Previous studies have shown that silibinin and naringenin have neuroprotective properties in several animal models of CNS illnesses, such as depression, cerebral ischemia, and Alzheimer’s disease, among others, indicating their neurotoxicity’s ameliorative effects and that silibinin therapy reduced A-induced toxic effects on cognitive impairment [50]. It has been observed that silibinin has favourable effects on chronically stressed mice, notably lowering inflammation and oxidative stress [51]. Oral naringenin therapy improved memory deficits in a BPA-induced Alzheimer’s mice model. This antioxidant and anti-inflammatory activities have been demonstrated in numerous studies, showing their role in a number of neurological diseases, in addition to exposing the biological significance in epilepsy, depressive disorders such as depression, Parkinson’s, dementia, and ischemic strokes [52]. Taken together, the findings suggest that neuroprotective flavonoids may have a wide range of therapeutic applications, requiring further research into their molecular mechanisms, drug delivery strategy, and safety profile (Figure 7).
In the current investigation, the neuropharmacological activity of silibinin and naringenin on the neuroprotective efficacy induced by bisphenol A has been confirmed, as evidenced by the behavioural parameters assessed after the 21 day studies. Because of their genetic and physiological parallels to the human system, mice have been chosen as the best model for neuroprotective action. Due to their simplicity and capacity to detect different and common behavioural alterations with bisphenol A, behavioural measures are useful for neuroprotective assessments in zebrafish. More research is needed to determine the toxicity and long-term effects of silibinin and naringenin on anxiety disorders.
Silibinin and naringenin demonstrated compelling and well-commensurate results to standard drugs in molecular docking experiments for both AD and PD. BPA-induced neurotoxicity degrades the glutathione pathway by downregulating cellular antioxidants such as various antioxidant-scavenging enzymes, including GSH. In the zebrafish model, oxidative stress is directly associated with changes in neurobehavioural responses and neurodegeneration, which is exacerbated by further waterborne exposure to BPA. As a result, co-supplementation of silibinin and naringenin provides considerable neuroprotection against BPA-induced oxidative stress and neuronal damage as a preventative strategy.
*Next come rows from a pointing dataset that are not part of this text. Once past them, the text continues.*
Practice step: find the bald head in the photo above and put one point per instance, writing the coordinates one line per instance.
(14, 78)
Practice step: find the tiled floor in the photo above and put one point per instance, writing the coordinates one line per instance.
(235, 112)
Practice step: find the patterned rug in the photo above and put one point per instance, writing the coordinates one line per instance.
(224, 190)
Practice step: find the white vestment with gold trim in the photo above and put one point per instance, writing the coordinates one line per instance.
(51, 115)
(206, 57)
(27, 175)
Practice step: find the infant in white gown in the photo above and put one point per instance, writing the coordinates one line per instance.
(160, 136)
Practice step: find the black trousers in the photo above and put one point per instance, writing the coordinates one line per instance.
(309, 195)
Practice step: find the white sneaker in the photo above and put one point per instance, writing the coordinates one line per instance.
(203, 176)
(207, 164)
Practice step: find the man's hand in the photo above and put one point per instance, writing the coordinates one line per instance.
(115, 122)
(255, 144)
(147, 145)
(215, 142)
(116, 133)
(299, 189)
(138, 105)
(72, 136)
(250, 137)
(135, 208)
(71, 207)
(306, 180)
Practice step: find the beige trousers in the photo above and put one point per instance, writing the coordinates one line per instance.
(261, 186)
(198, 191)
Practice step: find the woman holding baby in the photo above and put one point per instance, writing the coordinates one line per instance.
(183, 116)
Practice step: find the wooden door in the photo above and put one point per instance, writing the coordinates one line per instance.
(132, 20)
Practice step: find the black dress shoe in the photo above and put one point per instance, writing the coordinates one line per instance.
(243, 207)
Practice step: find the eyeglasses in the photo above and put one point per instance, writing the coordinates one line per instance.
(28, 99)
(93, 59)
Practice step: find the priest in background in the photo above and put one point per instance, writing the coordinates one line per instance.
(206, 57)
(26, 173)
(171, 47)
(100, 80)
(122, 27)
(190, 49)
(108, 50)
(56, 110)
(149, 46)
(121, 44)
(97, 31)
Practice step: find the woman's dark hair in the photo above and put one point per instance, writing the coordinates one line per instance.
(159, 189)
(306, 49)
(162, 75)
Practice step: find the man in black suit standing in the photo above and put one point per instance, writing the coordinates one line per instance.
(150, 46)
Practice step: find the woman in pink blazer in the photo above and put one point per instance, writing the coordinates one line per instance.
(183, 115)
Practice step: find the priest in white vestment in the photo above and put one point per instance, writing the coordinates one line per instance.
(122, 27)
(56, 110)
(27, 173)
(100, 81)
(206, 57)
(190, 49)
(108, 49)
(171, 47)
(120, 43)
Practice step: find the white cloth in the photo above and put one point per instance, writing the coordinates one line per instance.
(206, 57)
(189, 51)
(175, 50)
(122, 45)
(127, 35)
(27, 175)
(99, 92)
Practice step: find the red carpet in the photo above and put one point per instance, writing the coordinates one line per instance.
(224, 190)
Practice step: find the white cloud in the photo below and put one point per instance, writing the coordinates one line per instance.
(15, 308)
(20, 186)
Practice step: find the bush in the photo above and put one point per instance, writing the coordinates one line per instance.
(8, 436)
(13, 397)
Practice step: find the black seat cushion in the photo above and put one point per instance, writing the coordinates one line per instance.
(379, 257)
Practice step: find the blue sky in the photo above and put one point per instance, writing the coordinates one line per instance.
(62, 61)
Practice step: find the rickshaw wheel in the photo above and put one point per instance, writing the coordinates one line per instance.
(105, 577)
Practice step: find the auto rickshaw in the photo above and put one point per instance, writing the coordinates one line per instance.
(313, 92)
Forthcoming investigations aimed at unravelling the downstream signalling pathways may provide inputs for creating prophylactic strategies against BPA-induced predilection in the development of significant neurological disorders. It is envisaged that the research will play a key role in lowering senile behaviours among the elderly, which will benefit not only society, but also the nation and the world as a whole.
Further research to elucidate the mechanisms of silibinin and naringenin in neuro-protective development can yield new knowledge of drug development for neurodegenerative disorders. The determination of the toxicity and long-term effects of silibinin and naringenin when validating a zebrafish model for the neuroprotective impacts of bisphenol A, an anthropogenic xenoestrogen, will also be useful. Additionally, biochemical studies can support silibinin and naringenin’s potential therapeutic efficacy against BPA-induced oxidative stress in zebrafish. Long-term pharmacological research and pharmacokinetic studies of silibinin and naringenin are also essential, together with the identification of molecular markers of BPA-induced neurotoxicity and epigenetic changes generated by silibinin and naringenin treatments.

5. Conclusions

Silibinin and naringenin are invigorate flavonoids that ameliorate oxidative stress, neuroinflammation, and neuro-apoptotic effects, resulting in better cognitive performance. The in silico study on silibinin and naringenin showed their potential neuroprotective properties due to their ability to bind to specific targets of AD and PD. Overall, the findings of our research suggest that silibinin and naringenin could be useful in the development of novel drugs to treat neurodegenerative diseases.

Author Contributions

Writing—original draft: G.T., S.J., S.F., M.S., M.R., L.K.S., L.B. and N.K.F.; conceptualisation: G.T., S.J., S.F., M.S., M.R., L.K.S., L.B. and N.K.F.; supervision: S.J., S.F., M.S. and N.K.F.; resources: G.T., S.J., S.F., M.S., M.R., L.K.S., L.B., K.C., S.H.G., N.N.I.M.R., M.Y.B., V.S., K.V.S., D.U.M. and N.K.F.; data curation: G.T., S.J., S.F., M.S., M.R., L.K.S., L.B., K.C., S.H.G., N.N.I.M.R., M.Y.B., V.S., K.V.S., D.U.M. and N.K.F.; writing—review and editing: G.T., S.J., S.F., M.S., M.R., L.K.S., L.B., K.C., S.H.G., N.N.I.M.R., M.Y.B., V.S., K.V.S., D.U.M. and N.K.F. All authors have read and agreed to the published version of the manuscript.

Funding

This work received no external funding.

Institutional Review Board Statement

The animal study protocol was approved by the Institutional Animal Ethics Committee of Sri Ramachandra Institute of Higher Education and Research (DU), Porur, Chennai, Tamil Nadu, India (IAEC/64/SRIHER/740/2021), for studies involving animals.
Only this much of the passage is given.